Write well. Write often. Edit wisely.
I’m sure I’ll catch flak for this one, but I have to tell the truth—men and women write differently.
Their approaches are different. Their styles are different. Their tones, their words, their sentence construction is different.
I often prefer a man’s stylings.
I read a lot of books, and in the past few years I’ve delved into a lot of manuscripts. By far—and not always, but most often—the male writers get to the point sooner. They jump into action and begin the story without hesitation.
Their characters are people with character. The people in stories written by men don’t hold back. They speak plainly—often boldly and crudely, but not always—and they leave the reader in no doubt about who they are and what they want.
These characters have clear goals, strong motivations, and few hesitations. They act, they act out, and they press forward.
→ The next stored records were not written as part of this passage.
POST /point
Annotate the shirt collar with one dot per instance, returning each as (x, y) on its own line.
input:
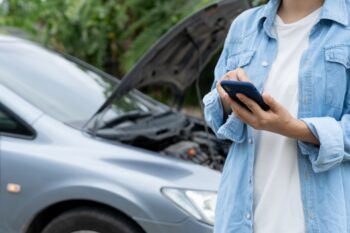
(335, 10)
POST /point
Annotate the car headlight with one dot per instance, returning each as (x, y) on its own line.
(199, 204)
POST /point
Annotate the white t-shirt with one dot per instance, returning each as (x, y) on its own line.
(277, 197)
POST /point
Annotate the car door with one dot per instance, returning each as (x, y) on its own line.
(11, 128)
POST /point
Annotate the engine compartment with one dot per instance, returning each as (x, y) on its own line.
(172, 134)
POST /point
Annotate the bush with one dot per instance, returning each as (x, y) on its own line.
(109, 34)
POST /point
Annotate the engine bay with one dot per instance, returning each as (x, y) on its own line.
(171, 134)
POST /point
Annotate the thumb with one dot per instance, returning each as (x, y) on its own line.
(270, 101)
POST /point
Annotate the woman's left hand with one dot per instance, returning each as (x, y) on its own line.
(277, 119)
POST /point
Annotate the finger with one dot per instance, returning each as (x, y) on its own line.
(242, 113)
(271, 102)
(251, 105)
(241, 75)
(221, 91)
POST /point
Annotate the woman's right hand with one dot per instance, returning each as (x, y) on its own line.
(236, 75)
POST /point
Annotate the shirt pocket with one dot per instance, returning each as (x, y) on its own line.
(239, 60)
(337, 65)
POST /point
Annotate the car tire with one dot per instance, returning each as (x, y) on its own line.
(90, 220)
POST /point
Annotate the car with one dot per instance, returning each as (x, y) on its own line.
(81, 151)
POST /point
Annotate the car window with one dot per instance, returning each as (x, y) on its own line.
(59, 87)
(11, 125)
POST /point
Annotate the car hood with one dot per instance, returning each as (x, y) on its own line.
(177, 59)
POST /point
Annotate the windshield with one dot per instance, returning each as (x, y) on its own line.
(64, 89)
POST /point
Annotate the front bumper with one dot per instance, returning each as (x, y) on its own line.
(189, 225)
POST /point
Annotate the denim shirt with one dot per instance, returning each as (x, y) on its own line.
(324, 105)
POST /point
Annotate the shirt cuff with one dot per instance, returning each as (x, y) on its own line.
(232, 129)
(330, 152)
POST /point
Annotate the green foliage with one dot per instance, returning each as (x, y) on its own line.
(107, 33)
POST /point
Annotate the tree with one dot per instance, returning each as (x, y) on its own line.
(109, 34)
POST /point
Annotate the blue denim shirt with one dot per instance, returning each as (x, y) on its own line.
(324, 105)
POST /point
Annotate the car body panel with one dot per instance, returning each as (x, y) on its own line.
(90, 168)
(178, 57)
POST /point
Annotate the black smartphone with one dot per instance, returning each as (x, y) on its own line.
(245, 88)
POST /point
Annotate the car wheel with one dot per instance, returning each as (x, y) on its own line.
(89, 220)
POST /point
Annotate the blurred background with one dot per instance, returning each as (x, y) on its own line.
(109, 34)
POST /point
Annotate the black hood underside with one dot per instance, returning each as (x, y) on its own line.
(177, 59)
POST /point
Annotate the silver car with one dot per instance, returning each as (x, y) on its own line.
(81, 152)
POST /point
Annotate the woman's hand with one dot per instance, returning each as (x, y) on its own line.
(236, 75)
(277, 119)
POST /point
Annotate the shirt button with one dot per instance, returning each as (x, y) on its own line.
(264, 63)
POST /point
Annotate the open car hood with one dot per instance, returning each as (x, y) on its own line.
(177, 59)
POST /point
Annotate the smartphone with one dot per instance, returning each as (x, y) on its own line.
(245, 88)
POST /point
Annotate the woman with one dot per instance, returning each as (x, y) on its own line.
(288, 168)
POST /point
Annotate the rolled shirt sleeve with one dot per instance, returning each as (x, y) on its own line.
(334, 138)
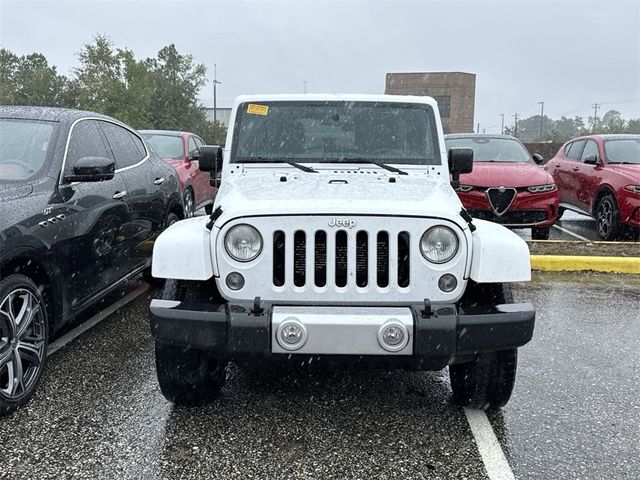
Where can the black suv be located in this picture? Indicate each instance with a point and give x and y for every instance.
(81, 200)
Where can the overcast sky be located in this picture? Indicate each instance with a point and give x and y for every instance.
(569, 54)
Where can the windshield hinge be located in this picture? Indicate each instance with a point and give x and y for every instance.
(467, 218)
(213, 217)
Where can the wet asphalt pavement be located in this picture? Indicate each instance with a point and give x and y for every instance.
(574, 414)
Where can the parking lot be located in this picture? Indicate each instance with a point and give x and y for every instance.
(99, 412)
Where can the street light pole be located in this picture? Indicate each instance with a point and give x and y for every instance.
(215, 84)
(541, 116)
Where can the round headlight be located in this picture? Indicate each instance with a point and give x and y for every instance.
(439, 244)
(243, 243)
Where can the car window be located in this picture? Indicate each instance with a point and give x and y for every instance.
(575, 150)
(86, 141)
(23, 148)
(487, 149)
(139, 144)
(193, 148)
(122, 145)
(625, 150)
(591, 148)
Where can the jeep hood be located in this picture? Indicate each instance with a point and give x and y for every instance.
(356, 192)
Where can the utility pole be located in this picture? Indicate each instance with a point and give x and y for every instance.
(215, 84)
(541, 116)
(596, 106)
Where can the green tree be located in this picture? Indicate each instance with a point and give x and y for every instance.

Stories written by men tend to have exciting action, action that draws the reader deep. The emotion is up front, the goals plain, the trip to the finish filled with fun or terror or disbelief.
Do women write this way? Of course some do.
Does everyone need to write this way? Of course they don’t.
I find myself wishing that more women would give their characters the frankness that male authors do. That female writers would pour it on, turn it up, go for the gusto more often. I wish they’d come out and write some of the outrageous declarations that men put into the mouths of their characters.
I know there are different styles of presentation and countless ways to introduce characters and plot and tone. But I suggest to female writers that it may be worth your time to take the restraints off when you write your next character. Give him a voice you’ve not used before. One that grabs the reader’s attention. You might be shocked at what your story turns into. You may be surprised at the readers you gain. You may discover you’ve pushed yourself into a stronger style.
I can hear some wondering if I even enjoy female authors. You bet. I love their stylings and the myriad approaches they bring to the craft. And yes, I’d love to see male writers take on some of the strengths of the females. But that article’s for another day.
I’m certain this one’s stirred up enough trouble.